For the reason above, the principles will also be relevant to you. The mentioned principles are consistent with general stakeholder management principles:


  1. Make the individual on the other side look good
  2. You are paid for a service - to solve problems for your client
  3. Make the individual feel good



Rules of thumb for Strong Customer Service (as a software engineer)


  1. Never use jargon

You want to hold a meaningful conversation with your clients. A meaningful conversations allow all parties in contribute to the discussion. You can only contribute if you understand the topic at hand. If you use jargons and your clients don’t know what is that, they will feel stupid. If they don’t know what is going on, they will pretend they will know and the conversation will not be meaningful after.


Either ways its not purposeful for your meeting. You want to focus on engaging your clients at level in which they feel productive and sufficiently confident to participate.

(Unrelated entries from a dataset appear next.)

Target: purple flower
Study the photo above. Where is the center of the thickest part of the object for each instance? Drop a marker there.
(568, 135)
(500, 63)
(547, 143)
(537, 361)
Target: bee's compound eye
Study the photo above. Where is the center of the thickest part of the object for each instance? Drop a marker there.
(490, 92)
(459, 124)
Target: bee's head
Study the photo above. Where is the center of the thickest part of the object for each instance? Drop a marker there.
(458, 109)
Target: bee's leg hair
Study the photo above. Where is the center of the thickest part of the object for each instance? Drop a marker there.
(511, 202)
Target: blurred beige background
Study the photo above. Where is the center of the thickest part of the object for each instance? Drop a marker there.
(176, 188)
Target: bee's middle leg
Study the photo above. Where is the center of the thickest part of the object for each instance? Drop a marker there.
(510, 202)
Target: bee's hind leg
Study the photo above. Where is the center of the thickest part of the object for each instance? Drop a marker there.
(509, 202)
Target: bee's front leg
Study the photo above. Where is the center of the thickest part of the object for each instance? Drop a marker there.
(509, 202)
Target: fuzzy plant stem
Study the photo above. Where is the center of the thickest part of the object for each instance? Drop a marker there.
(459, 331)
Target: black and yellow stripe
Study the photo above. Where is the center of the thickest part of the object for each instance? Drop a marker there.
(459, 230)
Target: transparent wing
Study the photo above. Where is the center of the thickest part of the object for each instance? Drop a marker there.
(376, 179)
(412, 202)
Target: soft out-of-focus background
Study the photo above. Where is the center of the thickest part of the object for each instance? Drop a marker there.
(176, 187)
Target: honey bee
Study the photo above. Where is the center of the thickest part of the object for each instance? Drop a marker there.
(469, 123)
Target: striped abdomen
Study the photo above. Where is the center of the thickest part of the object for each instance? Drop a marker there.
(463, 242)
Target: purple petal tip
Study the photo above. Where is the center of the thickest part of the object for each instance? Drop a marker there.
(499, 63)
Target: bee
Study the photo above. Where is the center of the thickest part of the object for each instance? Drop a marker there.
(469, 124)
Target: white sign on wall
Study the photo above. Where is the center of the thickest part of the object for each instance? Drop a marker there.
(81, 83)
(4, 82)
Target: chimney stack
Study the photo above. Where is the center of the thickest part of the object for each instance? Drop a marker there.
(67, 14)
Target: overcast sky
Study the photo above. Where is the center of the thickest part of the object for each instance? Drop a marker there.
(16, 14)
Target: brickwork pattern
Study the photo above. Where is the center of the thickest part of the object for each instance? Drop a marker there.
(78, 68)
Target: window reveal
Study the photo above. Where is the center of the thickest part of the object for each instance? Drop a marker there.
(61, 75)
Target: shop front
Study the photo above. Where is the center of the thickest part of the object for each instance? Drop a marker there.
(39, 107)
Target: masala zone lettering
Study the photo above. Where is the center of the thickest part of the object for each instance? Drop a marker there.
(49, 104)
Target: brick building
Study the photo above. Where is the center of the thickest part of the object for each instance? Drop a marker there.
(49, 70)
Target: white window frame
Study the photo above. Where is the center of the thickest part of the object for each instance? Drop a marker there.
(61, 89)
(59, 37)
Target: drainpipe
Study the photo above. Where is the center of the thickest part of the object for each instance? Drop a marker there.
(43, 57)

Now there could be instances in which the topic are technical in natural, this requires us to review the pre-meeting preparation process. If you call for the meeting, you set the agenda alongside the client - we will cover this in point 11. If the agenda is technical in nature, you would have to call for a technical ‘translator’, a business analyst or their technical consultants, into the meeting.


As an engineer, you don’t sound smart when you use jargons, you sound irrelevant, un-relatable and potentially arrogant.

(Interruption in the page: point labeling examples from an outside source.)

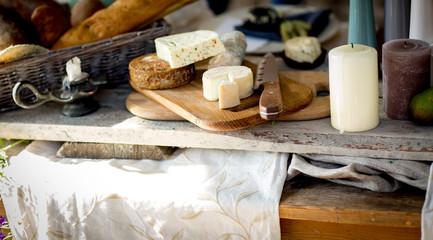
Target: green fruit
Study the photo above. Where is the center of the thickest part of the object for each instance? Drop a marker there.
(421, 106)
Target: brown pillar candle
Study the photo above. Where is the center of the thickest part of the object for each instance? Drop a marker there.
(406, 72)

  1. Pause - slow yourself down

The ultimate goal is to engage with your client meaningfully. You can consider 2 specific approaches:


A) Speak calmly and collectively. When you slow down, it calms your nerves and you can present yourself better in front of your client.


When you slow down, you find yourself listening better - listen not to reply, listen to understand. When you listen better, you can understand the client’s needs. You can find n 11 point article on how to listen better here.


B) Speak with appropriate pauses between points or sentences.
You wish to engage, which means it has to be a 2-way conversation. You need to give space for a response and that can be done by providing pauses. When you pause, you create vacuum/empty space. Your client could then step in and provide input - now you have a dialogue and you have a conversation.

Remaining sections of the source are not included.